This paper was just released and shows the the improvement of lacrimal gland structure and function in adult mice.
This is another piece of positive data to show adult stem cells may help restore and repair damaged lacrimal glands in humans.
Sandra Lora Cremers, MD, FACS
The key points of this article:
1. Expression of Pax6 in Lacrimal Gland Epithelium (LGE) is required for Lacrimal Gland (LG) development,5
2. Barx2 plays an essential role in the progress of branching morphogenesis in LGE cells to form a 3D secretory gland structure.6
3. The aqueous fluid secreted from the acini of the LG through water channels such as aquaporin5 (AQP5) contains:
c. multiple proteins: which are key for wetness, lubrication, and antibiotic effects on the ocular surface.1, 7, 8
4. Autologous serum eye drops are used to supply tear proteins.13,14,15
5. Researchers have directly converted cell lineages from stem cells or fibroblasts to desired cell lineages using overexpression of a specific set of Transcription Factors for:
a. neural cells
b. myocardial cells
c. liver hepatocytes.22,23,24,25,26,27
6. Transcription Factors that are key are:
PAX6, FOXC1, and SIX1
7. My big question for Dr. Dartt and other researchers were embryonic stem cells used. They allude to using them but it is not clear in my first reading of the paper. If adult stem cells are safe and easy to use, and we can revert adult stem cells to the progenitor level, why even waste time and money (not to mention the moral issues many have with embryonic stem cells) on embryonic stem cells.

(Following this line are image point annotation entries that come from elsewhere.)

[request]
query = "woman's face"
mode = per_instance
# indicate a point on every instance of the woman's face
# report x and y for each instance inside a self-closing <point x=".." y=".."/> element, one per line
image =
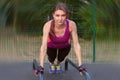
<point x="59" y="17"/>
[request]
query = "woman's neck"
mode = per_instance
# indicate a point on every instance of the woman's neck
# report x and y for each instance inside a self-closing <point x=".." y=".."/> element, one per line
<point x="60" y="26"/>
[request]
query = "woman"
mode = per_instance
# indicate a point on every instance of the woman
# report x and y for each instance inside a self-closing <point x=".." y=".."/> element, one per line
<point x="56" y="39"/>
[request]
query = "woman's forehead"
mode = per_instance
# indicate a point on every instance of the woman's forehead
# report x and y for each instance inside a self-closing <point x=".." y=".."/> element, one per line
<point x="59" y="12"/>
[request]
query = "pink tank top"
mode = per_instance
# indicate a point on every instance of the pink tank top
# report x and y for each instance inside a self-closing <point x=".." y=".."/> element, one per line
<point x="60" y="42"/>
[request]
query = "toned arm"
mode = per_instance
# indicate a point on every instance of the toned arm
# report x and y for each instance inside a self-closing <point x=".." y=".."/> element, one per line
<point x="43" y="48"/>
<point x="76" y="44"/>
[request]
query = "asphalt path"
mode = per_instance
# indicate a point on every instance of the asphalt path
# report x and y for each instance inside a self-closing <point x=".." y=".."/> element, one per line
<point x="24" y="71"/>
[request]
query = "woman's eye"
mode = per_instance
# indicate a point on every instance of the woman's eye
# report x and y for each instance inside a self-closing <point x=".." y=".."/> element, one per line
<point x="57" y="15"/>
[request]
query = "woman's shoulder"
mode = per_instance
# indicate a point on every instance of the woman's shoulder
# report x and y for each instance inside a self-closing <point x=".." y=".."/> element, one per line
<point x="48" y="22"/>
<point x="71" y="22"/>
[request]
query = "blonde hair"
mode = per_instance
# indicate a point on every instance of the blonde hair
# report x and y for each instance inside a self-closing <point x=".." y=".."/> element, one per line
<point x="58" y="6"/>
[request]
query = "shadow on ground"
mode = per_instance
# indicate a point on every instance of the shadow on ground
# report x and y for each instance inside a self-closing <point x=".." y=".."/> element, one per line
<point x="23" y="71"/>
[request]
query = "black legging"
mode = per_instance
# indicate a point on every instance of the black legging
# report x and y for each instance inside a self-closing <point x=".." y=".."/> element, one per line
<point x="62" y="53"/>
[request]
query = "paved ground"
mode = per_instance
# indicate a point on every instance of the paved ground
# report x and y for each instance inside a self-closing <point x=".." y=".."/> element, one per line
<point x="23" y="71"/>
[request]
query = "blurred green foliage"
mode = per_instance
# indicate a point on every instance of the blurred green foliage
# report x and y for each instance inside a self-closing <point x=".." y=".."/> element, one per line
<point x="29" y="16"/>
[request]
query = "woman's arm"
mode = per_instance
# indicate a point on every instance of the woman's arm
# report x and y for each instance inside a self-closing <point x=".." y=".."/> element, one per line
<point x="43" y="48"/>
<point x="76" y="44"/>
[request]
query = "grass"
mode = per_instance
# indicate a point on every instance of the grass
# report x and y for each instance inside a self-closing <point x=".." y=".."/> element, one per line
<point x="26" y="48"/>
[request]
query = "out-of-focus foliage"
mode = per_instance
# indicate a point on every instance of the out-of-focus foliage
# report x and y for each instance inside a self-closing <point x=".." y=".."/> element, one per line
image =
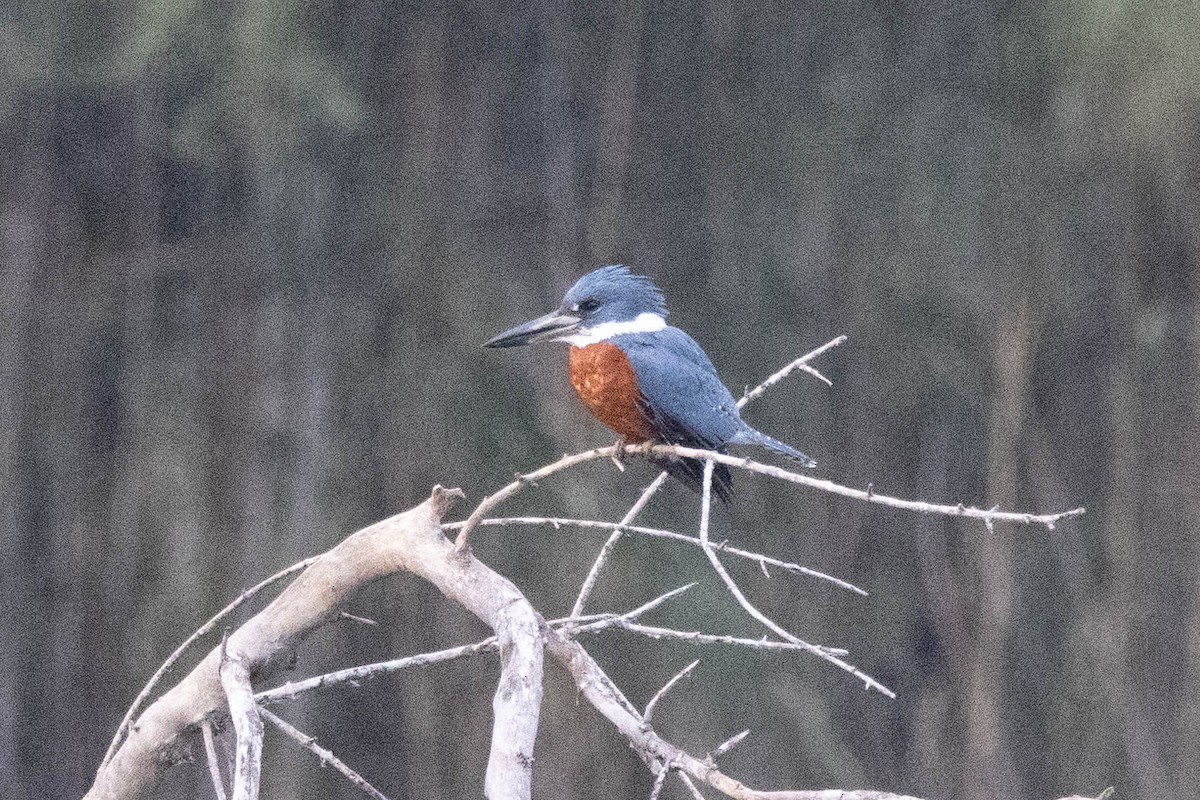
<point x="249" y="252"/>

8. Another question: has anyone looked into how many “embryonic”/young baby stem cells are around the placenta: can researchers use these cells? Are they viable?
Lacrimal Gland Repair Using Progenitor Cells.
- Department of Cell and Molecular Biology, The Scripps Research Institute, La Jolla, California, USA.
- Biomedical Sciences Graduate Program, University of California San Diego, La Jolla, California, USA.
- Institute for Information Transmission Problems, Russian Academy of Sciences and A.N. Belozersky Institute of Physico-Chemical Biology of the Lomonosov Moscow State University, Moscow, Russia.
- Department of Clinical Pharmacology, Flinders University, Bedford Park, South Australia, Australia.
- Department of Ophthalmology Harvard Medical School, Schepens Eye Research Institute/Massachusetts Eye and Ear Infirmary, Boston, Massachusetts, USA.
In humans, the lacrimal gland (LG) is the primary contributor to the aqueous layer of the tear film. Production of tears in insufficient quantity or of inadequate quality may lead to aqueous-deficiency dry eye (ADDE). Currently there is no cure for ADDE. The development of strategies to reliably isolate LG stem/progenitor cells from the LG tissue brings great promise for the design of cell replacement therapies for patients with ADDE. We analyzed the therapeutic potential of epithelial progenitor cells (EPCPs) isolated from adult wild-type mouse LGs by transplanting them into the LGs of TSP -1-/- mice, which represent a novel mouse model for ADDE. TSP-1-/- mice are normal at birth but progressively develop a chronic form of ocular surface disease, characterized by deterioration, inflammation, and secretory dysfunction of the lacrimal gland. Our study shows that, among c-kit-positive epithelial cell adhesion molecule (EpCAM+ ) populations sorted from mouse LGs, the c-kit+dim/EpCAM+ /Sca1 – /CD34 – /CD45 – cells have the hallmarks of an epithelial cell progenitor population. Isolated EPCPs express pluripotency factors and markers of the epithelial cell lineage Runx1 and EpCAM, and they form acini and ducts when grown in reaggregated three-dimensional cultures. Moreover, when transplanted into injured or “diseased” LGs, they engraft into acinar and ductal compartments. EPCP-injected TSP-1-/- LGs showed reduction of cell infiltration, differentiation of the donor EPCPs within secretory acini, and substantial improvement in LG structural integrity and function. This study provides the first evidence for the effective use of adult EPCP cell transplantation to rescue LG dysfunction in a model system. Stem Cells Translational Medicine 2017;6:88-98.